"We've seen tremendous interest in South America," said Colin Dyer, JLL's president and CEO. "South America is offering increasing levels of economic growth, and with it, increasing levels of returns in real estate."

Though all of the markets in Latin America are different, they do share some common recent traits. Many of those countries are newly politically stable, their currencies have improved from levels of prior years, infrastructures are being updated and there is increasing market transparency.

Plus, having not generated the buzz of places like China and India helps. "There's still a possibility to compete in a market that is not as investor crowded," said Pedro Azcué, president and CEO of JLL Latin America.

Mexico and Brazil are two economies that investors can not ignore, speakers said. Mexico City, for example, has about 20 million people in its metropolitan area, but its office market is only the size of Boston's. Brazil is the fifth largest country in the world but only 30 industrial properties there are considered class A. And all of South America in under-retailed, speakers said.

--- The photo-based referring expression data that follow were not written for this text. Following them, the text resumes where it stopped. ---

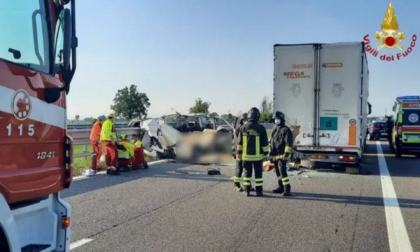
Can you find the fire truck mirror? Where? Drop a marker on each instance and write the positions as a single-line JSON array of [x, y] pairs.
[[67, 32]]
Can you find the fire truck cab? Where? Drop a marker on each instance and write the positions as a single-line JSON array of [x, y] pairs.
[[406, 132], [37, 63]]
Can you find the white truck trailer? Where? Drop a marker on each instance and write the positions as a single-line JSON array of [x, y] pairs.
[[323, 90]]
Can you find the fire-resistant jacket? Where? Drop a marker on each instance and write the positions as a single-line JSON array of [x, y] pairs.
[[95, 134], [108, 130], [253, 142], [281, 141], [137, 144]]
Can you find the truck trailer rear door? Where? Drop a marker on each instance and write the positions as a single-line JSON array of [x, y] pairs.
[[294, 90], [341, 101]]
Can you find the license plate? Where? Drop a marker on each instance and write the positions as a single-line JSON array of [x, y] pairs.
[[317, 156], [412, 136]]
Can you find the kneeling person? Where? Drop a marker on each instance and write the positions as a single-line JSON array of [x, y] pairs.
[[138, 160]]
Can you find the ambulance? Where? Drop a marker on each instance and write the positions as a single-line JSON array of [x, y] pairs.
[[406, 131]]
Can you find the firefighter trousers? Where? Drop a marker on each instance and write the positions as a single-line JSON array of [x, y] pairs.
[[281, 172], [257, 165], [238, 173]]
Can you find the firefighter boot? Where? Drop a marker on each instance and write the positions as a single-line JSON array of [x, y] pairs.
[[279, 189], [259, 191], [287, 190], [238, 187]]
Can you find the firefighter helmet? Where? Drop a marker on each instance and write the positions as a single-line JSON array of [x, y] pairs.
[[278, 115], [102, 118], [254, 114], [242, 119]]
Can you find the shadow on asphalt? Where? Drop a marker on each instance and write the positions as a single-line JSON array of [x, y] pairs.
[[165, 170], [344, 199], [407, 166]]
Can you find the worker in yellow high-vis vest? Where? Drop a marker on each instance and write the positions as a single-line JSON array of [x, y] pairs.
[[109, 137]]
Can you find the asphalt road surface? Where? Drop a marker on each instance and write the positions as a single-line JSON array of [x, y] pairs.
[[177, 207]]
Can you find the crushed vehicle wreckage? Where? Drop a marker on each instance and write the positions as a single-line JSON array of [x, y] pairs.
[[196, 138]]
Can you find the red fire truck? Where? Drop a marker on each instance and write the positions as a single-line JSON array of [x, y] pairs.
[[37, 62]]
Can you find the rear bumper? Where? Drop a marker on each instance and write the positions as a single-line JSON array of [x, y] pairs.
[[411, 147], [328, 157]]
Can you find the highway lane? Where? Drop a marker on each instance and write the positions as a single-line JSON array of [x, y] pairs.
[[176, 207], [405, 173]]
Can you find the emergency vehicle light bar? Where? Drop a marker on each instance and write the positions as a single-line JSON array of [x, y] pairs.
[[408, 98]]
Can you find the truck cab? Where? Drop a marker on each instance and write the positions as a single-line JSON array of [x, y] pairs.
[[37, 63], [406, 132]]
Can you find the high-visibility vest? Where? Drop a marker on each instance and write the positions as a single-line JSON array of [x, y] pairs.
[[95, 134], [137, 144], [108, 130], [124, 154]]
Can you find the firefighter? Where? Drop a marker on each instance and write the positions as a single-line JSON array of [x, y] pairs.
[[239, 163], [252, 147], [95, 141], [124, 154], [389, 129], [138, 160], [109, 137], [281, 143]]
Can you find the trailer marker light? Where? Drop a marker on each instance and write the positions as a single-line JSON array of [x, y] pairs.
[[65, 222]]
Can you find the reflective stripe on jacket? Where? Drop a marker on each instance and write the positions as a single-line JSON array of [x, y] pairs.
[[253, 142], [281, 141], [95, 134]]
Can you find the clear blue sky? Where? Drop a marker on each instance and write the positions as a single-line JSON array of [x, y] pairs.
[[222, 50]]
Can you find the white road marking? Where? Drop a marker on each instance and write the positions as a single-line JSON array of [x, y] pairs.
[[81, 177], [79, 243], [397, 232]]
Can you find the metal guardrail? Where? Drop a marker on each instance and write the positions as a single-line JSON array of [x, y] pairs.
[[81, 137]]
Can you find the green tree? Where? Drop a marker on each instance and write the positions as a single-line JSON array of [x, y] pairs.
[[129, 103], [200, 107]]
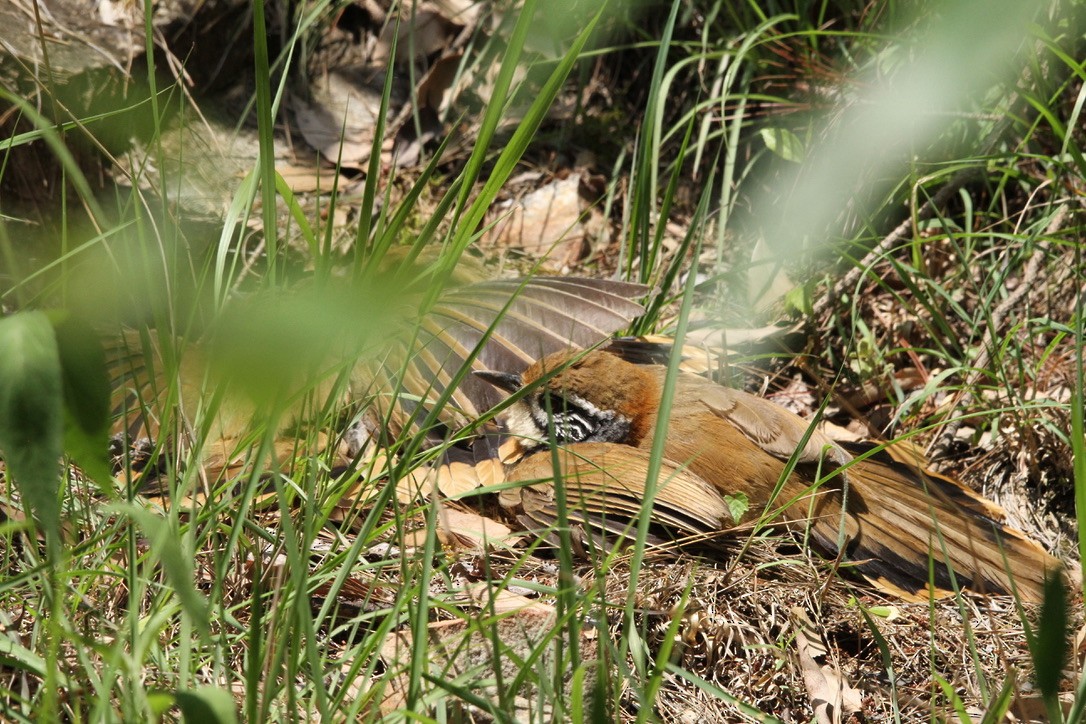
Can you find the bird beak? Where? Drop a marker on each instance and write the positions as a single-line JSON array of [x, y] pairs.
[[501, 380]]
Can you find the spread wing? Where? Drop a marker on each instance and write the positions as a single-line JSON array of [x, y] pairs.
[[605, 485]]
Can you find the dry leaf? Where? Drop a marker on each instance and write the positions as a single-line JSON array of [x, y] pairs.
[[831, 696], [544, 224]]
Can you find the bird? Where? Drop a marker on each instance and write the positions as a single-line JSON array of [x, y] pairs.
[[418, 355], [860, 504]]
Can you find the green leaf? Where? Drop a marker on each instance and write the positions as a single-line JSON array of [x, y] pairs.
[[206, 705], [784, 143], [1049, 648], [86, 396], [166, 544], [737, 505], [32, 413]]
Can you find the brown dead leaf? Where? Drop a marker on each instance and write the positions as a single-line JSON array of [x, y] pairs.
[[311, 179], [474, 531], [831, 696], [545, 224]]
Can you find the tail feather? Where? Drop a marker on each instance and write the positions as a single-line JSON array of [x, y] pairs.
[[916, 526]]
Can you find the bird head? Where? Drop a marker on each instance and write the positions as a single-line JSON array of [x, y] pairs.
[[583, 397]]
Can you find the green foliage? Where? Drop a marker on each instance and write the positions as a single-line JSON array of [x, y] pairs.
[[32, 415]]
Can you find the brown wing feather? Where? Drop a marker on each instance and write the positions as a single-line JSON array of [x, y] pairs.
[[607, 481]]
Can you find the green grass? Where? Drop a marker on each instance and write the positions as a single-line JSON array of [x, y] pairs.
[[264, 608]]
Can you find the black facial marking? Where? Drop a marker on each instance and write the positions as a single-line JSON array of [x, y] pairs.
[[575, 420]]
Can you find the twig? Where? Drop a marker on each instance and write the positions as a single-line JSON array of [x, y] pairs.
[[1030, 276]]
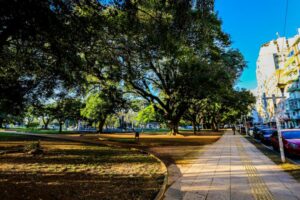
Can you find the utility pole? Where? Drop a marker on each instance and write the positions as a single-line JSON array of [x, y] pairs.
[[278, 125]]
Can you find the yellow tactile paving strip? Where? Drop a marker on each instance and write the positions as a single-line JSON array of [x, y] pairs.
[[259, 189]]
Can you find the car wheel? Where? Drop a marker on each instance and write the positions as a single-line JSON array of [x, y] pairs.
[[275, 148]]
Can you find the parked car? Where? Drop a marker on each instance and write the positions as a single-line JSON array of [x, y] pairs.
[[257, 129], [265, 135], [291, 141]]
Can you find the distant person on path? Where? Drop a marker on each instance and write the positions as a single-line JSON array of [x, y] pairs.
[[233, 129]]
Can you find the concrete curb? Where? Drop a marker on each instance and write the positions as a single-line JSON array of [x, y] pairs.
[[162, 190]]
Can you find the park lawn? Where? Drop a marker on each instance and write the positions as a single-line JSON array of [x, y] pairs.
[[39, 131], [177, 152], [70, 170], [163, 139], [290, 167]]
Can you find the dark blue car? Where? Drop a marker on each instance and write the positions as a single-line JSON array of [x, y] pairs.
[[257, 129], [265, 135]]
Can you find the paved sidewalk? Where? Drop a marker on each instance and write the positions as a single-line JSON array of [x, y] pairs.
[[232, 168]]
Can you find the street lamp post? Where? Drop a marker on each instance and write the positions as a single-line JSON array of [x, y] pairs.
[[278, 125]]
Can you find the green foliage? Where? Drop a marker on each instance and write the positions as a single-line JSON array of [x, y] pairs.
[[147, 115], [100, 105]]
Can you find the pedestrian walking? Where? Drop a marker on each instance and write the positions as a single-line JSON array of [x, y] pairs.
[[233, 129]]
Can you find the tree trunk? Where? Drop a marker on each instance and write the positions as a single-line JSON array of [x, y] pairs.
[[46, 125], [194, 127], [173, 125], [101, 125], [1, 122], [60, 127]]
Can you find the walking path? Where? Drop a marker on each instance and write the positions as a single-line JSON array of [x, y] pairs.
[[232, 168]]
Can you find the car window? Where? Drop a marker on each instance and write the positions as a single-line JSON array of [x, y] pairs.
[[275, 134], [268, 132], [291, 134]]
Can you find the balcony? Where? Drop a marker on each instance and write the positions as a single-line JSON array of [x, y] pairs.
[[294, 104]]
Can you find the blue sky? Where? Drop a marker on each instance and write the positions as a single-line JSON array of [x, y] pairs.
[[252, 23]]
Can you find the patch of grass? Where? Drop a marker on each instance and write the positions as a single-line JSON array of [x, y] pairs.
[[10, 137], [162, 140], [70, 170], [291, 168], [39, 131]]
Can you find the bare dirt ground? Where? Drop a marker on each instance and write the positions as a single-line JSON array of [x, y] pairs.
[[71, 170]]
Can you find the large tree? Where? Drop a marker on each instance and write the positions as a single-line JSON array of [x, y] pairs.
[[99, 105], [171, 52]]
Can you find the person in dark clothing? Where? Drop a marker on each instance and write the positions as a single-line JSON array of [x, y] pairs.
[[233, 129]]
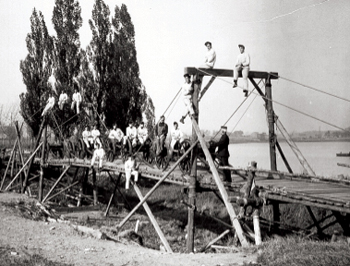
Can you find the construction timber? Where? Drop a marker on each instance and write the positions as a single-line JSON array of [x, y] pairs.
[[274, 187]]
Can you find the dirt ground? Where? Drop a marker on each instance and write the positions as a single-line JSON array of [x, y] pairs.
[[59, 242]]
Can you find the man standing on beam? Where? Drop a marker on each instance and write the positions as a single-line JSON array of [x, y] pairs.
[[242, 64], [222, 153], [210, 57]]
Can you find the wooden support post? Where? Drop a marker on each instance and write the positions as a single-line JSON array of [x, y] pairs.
[[319, 230], [193, 177], [284, 157], [271, 121], [18, 132], [221, 187], [343, 221], [153, 220], [156, 186], [113, 194], [276, 213], [8, 164], [32, 157], [20, 171], [42, 161], [13, 164], [256, 224], [61, 191], [94, 186], [57, 181], [83, 186], [214, 241], [206, 87]]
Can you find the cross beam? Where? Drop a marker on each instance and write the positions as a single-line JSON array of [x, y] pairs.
[[217, 72]]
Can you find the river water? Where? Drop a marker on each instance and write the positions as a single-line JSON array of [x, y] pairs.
[[321, 156]]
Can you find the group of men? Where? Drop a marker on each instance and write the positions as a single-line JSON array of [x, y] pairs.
[[242, 64], [62, 100]]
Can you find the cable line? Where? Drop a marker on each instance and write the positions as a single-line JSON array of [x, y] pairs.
[[243, 114], [274, 101], [309, 87]]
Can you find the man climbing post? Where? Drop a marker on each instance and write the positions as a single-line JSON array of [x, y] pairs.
[[223, 153], [187, 91], [99, 155], [142, 133], [116, 136], [161, 131], [62, 100], [87, 136], [95, 133], [50, 103], [242, 64], [210, 57], [130, 169], [76, 100], [176, 137], [131, 134]]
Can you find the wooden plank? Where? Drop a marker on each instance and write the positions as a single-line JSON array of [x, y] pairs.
[[221, 187], [308, 203], [57, 181], [153, 220], [229, 73], [156, 186]]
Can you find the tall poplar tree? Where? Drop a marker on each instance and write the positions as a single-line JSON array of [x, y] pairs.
[[36, 70], [67, 21]]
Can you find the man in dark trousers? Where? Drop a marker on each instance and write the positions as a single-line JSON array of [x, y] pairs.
[[223, 153], [161, 131]]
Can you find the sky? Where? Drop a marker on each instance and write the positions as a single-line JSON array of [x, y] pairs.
[[306, 41]]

That does not mean that some markets don't come without certain barriers. In Argentina and other countries, a few owners control many of the class A office and retail assets and are unlikely to sell any time soon because vacancy rates are low. However, there is ample opportunity to develop new properties.

Speakers stressed that those interested in investing in the region should: know the market where they will invest, find good local development and legal partners and identify and exit strategy.